I'm not sure if this is possible to make the Python package aware of a system install of FFMPEG for this to work in yark. I also think this would require some changes in the web server and the checks for a video already downloaded since MP4 format is assumed.
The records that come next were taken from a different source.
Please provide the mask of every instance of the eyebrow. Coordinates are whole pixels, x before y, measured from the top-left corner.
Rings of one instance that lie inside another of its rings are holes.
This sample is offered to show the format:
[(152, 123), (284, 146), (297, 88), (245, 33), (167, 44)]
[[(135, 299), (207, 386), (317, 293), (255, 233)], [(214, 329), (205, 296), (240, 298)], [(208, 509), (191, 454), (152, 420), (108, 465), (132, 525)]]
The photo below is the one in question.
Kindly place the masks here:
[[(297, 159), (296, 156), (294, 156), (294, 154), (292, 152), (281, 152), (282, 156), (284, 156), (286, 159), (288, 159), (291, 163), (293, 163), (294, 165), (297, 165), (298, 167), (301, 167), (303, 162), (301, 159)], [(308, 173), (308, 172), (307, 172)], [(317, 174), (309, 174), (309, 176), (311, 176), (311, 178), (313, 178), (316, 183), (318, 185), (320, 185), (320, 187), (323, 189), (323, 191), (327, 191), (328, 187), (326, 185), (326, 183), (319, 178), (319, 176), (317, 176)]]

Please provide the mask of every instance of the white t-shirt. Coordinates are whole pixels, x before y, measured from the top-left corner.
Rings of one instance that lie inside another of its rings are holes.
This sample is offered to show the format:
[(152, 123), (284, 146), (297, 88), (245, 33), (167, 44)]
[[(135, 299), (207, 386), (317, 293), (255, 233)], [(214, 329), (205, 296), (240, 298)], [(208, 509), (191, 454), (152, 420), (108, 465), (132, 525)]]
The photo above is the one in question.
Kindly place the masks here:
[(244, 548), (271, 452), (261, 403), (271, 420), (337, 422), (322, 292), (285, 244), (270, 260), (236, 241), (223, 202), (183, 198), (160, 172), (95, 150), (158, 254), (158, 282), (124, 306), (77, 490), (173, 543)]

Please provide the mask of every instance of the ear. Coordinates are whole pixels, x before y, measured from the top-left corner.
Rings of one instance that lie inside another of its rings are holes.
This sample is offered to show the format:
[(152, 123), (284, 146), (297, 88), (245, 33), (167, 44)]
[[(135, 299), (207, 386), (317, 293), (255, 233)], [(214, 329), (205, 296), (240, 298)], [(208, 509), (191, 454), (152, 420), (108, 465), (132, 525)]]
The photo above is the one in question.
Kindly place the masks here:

Yeah ffmpeg might be annoying to download. I'll patch now and figure out implementing FFMPEG in 1.3 because videos being limited at a 720p isn't great.
I'm fine with the archiver using any popular format, probably whatever the native html <video>
tag supports as a general benchmark.
You could just opportunistically use ffmpeg
if it's already installed on the PATH, otherwise keep doing it the current way.